How longer stays can benefit your hosting business
Longer stays can create less work and more reliable income than shorter stays
You can fill your calendar with fewer bookings and less turnover
Welcoming longer stays can be a smart hosting strategy. Listings that are open to bookings of 28 nights or more can outearn those that aren’t.*
Longer stays can also fill up your calendar faster, require less work from guest turnover, and provide greater hosting flexibility than shorter reservations.
Here’s how these key benefits of longer stays can support your hosting routine.
Filling your calendar
Hosting stays of 28 nights or longer can fill up your calendar quickly and with fewer bookings than shorter stays. It can also reduce the number of unwanted gaps between reservations, because you’ll have fewer guests checking in and out.
A calendar full of longer stays can create a steady, more predictable stream of income. You get paid in regular installments every 30 days or so.
One way to encourage these bookings is to offer monthly discounts. You can choose a flat rate for all stays of 28 nights or more, or you can set a different custom price for each calendar month.
Another approach is to make your community aware you’re offering longer stays. Some Hosts share links to their listings with local companies or universities whose employees, interns, or students may be seeking temporary stays.
Reducing your workload
Longer stays can simplify your hosting routine. Fewer guests generally mean lower turnover and less work associated with managing your bookings, particularly when it comes to messaging with guests and cleaning your space.

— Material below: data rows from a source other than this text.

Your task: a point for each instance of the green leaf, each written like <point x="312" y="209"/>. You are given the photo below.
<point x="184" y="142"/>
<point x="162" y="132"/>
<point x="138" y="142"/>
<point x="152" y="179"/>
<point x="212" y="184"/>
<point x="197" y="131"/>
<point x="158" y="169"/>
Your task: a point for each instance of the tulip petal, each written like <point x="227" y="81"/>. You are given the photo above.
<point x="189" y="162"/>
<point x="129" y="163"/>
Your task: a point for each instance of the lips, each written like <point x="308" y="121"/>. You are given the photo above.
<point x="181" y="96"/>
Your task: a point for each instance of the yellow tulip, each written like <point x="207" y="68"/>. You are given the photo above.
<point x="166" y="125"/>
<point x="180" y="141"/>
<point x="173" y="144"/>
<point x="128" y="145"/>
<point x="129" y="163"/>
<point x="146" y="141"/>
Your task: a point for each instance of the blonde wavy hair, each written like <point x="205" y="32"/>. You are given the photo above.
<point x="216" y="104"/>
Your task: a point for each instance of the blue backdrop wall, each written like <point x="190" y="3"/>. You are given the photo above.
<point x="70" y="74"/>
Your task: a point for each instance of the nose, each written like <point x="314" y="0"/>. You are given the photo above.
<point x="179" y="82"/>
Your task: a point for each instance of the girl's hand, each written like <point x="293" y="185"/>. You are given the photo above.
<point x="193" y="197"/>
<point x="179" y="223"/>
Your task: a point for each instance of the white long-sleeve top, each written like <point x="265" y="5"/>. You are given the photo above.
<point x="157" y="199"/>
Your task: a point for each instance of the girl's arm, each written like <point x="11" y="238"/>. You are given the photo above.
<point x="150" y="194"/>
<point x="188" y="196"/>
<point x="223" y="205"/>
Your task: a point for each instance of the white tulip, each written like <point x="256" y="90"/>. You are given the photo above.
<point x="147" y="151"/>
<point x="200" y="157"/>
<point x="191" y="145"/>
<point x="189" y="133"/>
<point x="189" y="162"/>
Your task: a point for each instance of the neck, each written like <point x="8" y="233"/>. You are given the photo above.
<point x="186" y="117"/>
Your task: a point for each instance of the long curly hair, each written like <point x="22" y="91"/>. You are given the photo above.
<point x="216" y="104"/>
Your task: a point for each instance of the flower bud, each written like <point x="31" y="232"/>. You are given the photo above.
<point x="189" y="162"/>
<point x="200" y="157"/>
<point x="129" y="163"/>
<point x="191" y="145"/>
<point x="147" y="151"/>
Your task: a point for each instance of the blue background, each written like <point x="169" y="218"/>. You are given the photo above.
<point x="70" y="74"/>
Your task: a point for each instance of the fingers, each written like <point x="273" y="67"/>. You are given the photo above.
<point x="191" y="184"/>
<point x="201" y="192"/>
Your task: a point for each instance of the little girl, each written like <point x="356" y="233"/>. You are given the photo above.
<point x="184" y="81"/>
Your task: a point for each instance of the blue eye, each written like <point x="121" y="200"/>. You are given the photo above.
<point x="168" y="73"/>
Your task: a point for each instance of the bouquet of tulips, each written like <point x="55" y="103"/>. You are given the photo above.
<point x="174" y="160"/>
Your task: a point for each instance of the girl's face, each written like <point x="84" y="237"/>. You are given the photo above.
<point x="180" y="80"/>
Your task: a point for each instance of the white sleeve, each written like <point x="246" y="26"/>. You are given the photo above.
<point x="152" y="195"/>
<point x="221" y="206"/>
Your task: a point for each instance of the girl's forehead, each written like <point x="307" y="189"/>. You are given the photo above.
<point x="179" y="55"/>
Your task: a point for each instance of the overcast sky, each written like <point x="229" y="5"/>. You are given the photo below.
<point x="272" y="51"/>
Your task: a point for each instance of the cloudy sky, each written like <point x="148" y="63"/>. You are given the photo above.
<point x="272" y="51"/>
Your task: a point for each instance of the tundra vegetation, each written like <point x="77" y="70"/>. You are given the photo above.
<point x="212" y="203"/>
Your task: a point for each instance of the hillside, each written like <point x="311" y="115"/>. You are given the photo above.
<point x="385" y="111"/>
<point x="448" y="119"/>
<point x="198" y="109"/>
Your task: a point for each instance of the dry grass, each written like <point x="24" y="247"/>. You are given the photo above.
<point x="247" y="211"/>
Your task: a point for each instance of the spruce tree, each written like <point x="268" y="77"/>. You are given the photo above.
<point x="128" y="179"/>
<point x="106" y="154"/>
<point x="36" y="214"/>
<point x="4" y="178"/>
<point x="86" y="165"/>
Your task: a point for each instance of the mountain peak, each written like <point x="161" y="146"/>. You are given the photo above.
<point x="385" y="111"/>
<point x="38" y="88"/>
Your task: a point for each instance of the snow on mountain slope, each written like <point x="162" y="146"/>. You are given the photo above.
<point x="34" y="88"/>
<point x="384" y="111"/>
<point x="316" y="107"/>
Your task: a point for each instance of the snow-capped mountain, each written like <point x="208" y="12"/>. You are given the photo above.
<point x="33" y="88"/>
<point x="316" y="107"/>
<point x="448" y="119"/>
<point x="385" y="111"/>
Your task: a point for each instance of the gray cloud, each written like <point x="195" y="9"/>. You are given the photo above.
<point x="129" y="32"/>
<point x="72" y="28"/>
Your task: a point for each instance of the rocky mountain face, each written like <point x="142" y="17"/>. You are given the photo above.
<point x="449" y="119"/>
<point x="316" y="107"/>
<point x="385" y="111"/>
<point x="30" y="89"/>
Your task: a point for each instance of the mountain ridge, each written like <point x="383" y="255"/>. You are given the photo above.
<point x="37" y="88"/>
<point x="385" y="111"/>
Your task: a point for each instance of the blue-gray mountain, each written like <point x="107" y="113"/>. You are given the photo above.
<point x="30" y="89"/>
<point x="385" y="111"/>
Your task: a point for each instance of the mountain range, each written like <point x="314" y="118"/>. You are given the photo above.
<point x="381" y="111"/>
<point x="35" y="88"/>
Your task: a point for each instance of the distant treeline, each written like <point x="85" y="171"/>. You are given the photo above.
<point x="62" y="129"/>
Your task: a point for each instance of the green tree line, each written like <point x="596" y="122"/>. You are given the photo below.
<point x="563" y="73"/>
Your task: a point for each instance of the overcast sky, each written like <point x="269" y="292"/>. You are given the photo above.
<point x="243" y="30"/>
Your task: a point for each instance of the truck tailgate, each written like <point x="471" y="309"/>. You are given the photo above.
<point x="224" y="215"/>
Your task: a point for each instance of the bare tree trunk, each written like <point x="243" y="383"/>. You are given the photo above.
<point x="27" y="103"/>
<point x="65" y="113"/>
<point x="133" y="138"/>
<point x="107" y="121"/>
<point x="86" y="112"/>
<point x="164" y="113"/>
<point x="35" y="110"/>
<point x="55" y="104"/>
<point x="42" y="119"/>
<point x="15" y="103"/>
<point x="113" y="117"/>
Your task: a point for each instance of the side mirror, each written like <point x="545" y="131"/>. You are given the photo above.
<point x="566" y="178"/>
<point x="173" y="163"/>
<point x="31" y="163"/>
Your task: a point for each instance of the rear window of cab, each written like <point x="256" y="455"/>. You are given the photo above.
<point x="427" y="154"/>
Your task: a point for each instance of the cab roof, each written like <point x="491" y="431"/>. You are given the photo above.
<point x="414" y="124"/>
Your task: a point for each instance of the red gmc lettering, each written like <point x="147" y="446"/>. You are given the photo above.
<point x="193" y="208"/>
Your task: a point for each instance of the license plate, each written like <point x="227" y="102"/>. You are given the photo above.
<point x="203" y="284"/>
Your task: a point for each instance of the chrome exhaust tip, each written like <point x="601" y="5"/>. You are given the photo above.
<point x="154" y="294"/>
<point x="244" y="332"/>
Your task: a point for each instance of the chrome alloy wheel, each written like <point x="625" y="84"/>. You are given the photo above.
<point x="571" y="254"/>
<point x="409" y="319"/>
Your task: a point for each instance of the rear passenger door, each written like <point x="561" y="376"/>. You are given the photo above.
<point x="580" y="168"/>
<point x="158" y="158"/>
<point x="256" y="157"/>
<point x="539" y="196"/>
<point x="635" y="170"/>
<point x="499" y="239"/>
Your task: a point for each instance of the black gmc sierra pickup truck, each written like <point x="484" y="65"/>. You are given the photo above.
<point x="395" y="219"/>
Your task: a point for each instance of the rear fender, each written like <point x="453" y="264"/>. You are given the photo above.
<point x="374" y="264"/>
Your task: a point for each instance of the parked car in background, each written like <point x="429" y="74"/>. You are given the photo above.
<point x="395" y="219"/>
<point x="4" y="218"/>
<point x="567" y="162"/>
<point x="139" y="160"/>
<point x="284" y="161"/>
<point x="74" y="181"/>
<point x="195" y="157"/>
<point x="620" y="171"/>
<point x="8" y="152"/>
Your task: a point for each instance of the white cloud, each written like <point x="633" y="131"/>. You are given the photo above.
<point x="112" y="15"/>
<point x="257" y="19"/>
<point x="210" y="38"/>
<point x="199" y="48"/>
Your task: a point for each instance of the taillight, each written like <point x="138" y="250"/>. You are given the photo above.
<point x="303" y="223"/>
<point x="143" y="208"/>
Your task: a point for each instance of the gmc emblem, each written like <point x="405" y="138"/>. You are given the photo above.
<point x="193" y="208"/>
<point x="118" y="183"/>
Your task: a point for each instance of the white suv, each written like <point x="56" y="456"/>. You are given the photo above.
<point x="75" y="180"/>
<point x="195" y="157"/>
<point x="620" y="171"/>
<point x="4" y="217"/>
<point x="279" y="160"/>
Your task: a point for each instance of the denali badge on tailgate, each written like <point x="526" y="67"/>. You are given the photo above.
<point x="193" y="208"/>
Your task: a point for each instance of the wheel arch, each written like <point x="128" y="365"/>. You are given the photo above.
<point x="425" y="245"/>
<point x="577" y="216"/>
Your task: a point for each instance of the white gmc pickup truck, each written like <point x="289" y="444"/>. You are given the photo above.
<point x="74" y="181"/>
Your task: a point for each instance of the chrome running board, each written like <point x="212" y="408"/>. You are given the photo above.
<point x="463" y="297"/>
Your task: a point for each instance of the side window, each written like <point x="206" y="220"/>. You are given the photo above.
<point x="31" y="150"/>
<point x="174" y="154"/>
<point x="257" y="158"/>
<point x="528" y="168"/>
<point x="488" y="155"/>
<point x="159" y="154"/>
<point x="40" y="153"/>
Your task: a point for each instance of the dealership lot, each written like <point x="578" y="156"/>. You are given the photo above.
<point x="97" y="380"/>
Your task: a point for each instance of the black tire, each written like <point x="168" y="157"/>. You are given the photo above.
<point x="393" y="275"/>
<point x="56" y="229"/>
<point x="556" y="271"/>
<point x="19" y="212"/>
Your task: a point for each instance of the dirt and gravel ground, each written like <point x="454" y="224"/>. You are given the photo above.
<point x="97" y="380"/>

Consider how many messages you typically send to welcome multiple guests in a month, and compare that to hosting one guest who stays for 28 nights. Longer stays can dramatically reduce the effort it requires to communicate in a timely, effective way.
Lower turnover means you don’t have to clean your space as often to prepare for new arrivals. For tidying up during longer stays, some Hosts provide cleaning supplies that guests can use themselves, and some offer regular cleaning services.“My two spaces have had a huge increase in longer stays—up to six weeks—from remote workers, families, and digital nomads since the pandemic started,” says Superhost Omar of Mexico City. “I offer free weekly cleaning, with clean linens and a restock of basics, so I can make sure everything is going well.”
Hosting with flexibility
Bookings of 28 nights or more can also be favorable in communities that limit short-term rentals. Make sure the minimum and maximum stays you set follow local rules and regulations.
If you’re in an area that allows both shorter and longer bookings, consider adjusting your settings periodically to meet your needs. This can help you make the most of seasonal demand in your area and also entice guests to book any nights or weeks available between your monthly stays.
Offering up your home when you’re away is another option. Co-Host Maggie of Northampton, Massachusetts, helped her parents welcome guests while they spent winters in Puerto Rico. Before that, she says, the space often sat empty for months.
Whether longer stays make up part—or all—of your hosting strategy, they can be a savvy way to keep your place booked and your hospitality efforts as efficient as possible.